The question has been considered in Sherley v. Billings, 8th Bush 151; C. & O. Railway Co. v. Ford, 158 Ky. 800, 166 S. W. 605; Strader’s Admrs. v. Lexington Hydraulic & Mfg. Co., 146 Ky. 580, 142 S. W. 1073. Numerous other cases announcing and sustaining the doctrine above are cited in the cases referred to. ' Applying that rule to the facts of this case it is extremely hard to ascertain any reason for holding that when appellant’s servant assaulted appellee he was in any sense of the word acting under authority from his master, either express or implied, or that the assault was done in the course and within the scope of the servant’s employment. Appellee insists that a number of this court’s opinions cited by him are authority for holding the master liable in this case. He cites numerous cases in which the master has been held liable for the torts of his servant, and urges the analogy of those cases to this. None of those cases varies the rule, supra. The facts of each of them were measured by the same rule and liability was fixed upon the master because in doing the wrong the servant was held to be acting for the master and within the scope of his employment. The act of the servant complained of was held in legal effect to be the act of the master. Hence, the master’s liability.

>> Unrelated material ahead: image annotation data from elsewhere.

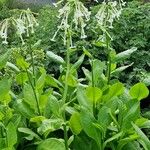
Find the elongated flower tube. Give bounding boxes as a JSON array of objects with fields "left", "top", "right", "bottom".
[
  {"left": 0, "top": 9, "right": 38, "bottom": 45},
  {"left": 95, "top": 1, "right": 125, "bottom": 28},
  {"left": 51, "top": 0, "right": 91, "bottom": 47}
]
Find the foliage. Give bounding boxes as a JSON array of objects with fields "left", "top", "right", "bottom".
[
  {"left": 0, "top": 0, "right": 150, "bottom": 150},
  {"left": 112, "top": 1, "right": 150, "bottom": 83}
]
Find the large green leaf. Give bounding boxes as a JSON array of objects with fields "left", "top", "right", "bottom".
[
  {"left": 70, "top": 54, "right": 85, "bottom": 72},
  {"left": 0, "top": 78, "right": 11, "bottom": 101},
  {"left": 37, "top": 138, "right": 66, "bottom": 150},
  {"left": 113, "top": 47, "right": 137, "bottom": 62},
  {"left": 122, "top": 102, "right": 139, "bottom": 130},
  {"left": 38, "top": 118, "right": 64, "bottom": 136},
  {"left": 36, "top": 68, "right": 46, "bottom": 89},
  {"left": 14, "top": 99, "right": 35, "bottom": 119},
  {"left": 23, "top": 84, "right": 37, "bottom": 110},
  {"left": 77, "top": 86, "right": 92, "bottom": 110},
  {"left": 116, "top": 134, "right": 139, "bottom": 150},
  {"left": 18, "top": 128, "right": 41, "bottom": 140},
  {"left": 86, "top": 86, "right": 102, "bottom": 103},
  {"left": 103, "top": 82, "right": 124, "bottom": 101},
  {"left": 6, "top": 122, "right": 17, "bottom": 147},
  {"left": 0, "top": 50, "right": 10, "bottom": 69},
  {"left": 46, "top": 51, "right": 65, "bottom": 64},
  {"left": 130, "top": 83, "right": 149, "bottom": 100},
  {"left": 80, "top": 108, "right": 102, "bottom": 147},
  {"left": 69, "top": 112, "right": 82, "bottom": 135},
  {"left": 132, "top": 123, "right": 150, "bottom": 150}
]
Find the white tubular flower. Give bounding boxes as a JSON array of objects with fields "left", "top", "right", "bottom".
[
  {"left": 51, "top": 0, "right": 91, "bottom": 46},
  {"left": 0, "top": 9, "right": 38, "bottom": 45},
  {"left": 95, "top": 0, "right": 125, "bottom": 28},
  {"left": 0, "top": 19, "right": 9, "bottom": 44}
]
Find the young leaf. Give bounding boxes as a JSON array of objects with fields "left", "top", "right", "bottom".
[
  {"left": 86, "top": 86, "right": 102, "bottom": 103},
  {"left": 70, "top": 54, "right": 85, "bottom": 72},
  {"left": 103, "top": 82, "right": 124, "bottom": 101},
  {"left": 111, "top": 63, "right": 133, "bottom": 75},
  {"left": 46, "top": 51, "right": 65, "bottom": 64},
  {"left": 0, "top": 50, "right": 10, "bottom": 69},
  {"left": 18, "top": 128, "right": 41, "bottom": 140},
  {"left": 130, "top": 83, "right": 149, "bottom": 101},
  {"left": 69, "top": 112, "right": 82, "bottom": 135},
  {"left": 132, "top": 123, "right": 150, "bottom": 150},
  {"left": 114, "top": 47, "right": 137, "bottom": 62},
  {"left": 81, "top": 108, "right": 102, "bottom": 147},
  {"left": 6, "top": 122, "right": 17, "bottom": 147},
  {"left": 37, "top": 138, "right": 66, "bottom": 150},
  {"left": 14, "top": 99, "right": 35, "bottom": 119},
  {"left": 6, "top": 62, "right": 20, "bottom": 72}
]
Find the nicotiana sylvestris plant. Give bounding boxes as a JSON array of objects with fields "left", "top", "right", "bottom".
[
  {"left": 51, "top": 0, "right": 91, "bottom": 47},
  {"left": 0, "top": 9, "right": 38, "bottom": 45}
]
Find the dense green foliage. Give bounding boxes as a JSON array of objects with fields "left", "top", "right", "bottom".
[{"left": 0, "top": 0, "right": 150, "bottom": 150}]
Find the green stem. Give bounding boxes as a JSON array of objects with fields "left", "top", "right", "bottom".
[
  {"left": 63, "top": 124, "right": 69, "bottom": 150},
  {"left": 62, "top": 31, "right": 70, "bottom": 150},
  {"left": 92, "top": 58, "right": 96, "bottom": 117},
  {"left": 26, "top": 69, "right": 41, "bottom": 115},
  {"left": 106, "top": 35, "right": 111, "bottom": 84}
]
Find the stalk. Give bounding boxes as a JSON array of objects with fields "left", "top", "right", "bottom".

It is not sufficient that the tort be committed while the relation of master and servant exists and at a time when the servant is engaged in the business of his master, but in addition thereto it must be made to appear that the servant committing the tortious act in so doing is acting for the master and within the scope of his employment. We are possessed of no powers of reasoning
The evidence discloses that appellee was severely and permanently injured as a result of the assault. We are convinced that his pain and suffering was intense and that the $1,500.00 verdict awarded him is in no sense of the word excessive remuneration for his injury. However, we have been unable to view this case from any angle that permits us to say that when appellant’s servant assaulted appellee he was acting for appellant or within the scope of his employment. With this view of the case, we hold that for the assault charged in plaintiff’s petition the court should have sustained appellant’s motion for a peremptory instruction at the close of the evidence.
For these reasons the judgment herein is reversed and this cause remanded for further proceedings consistent herewith.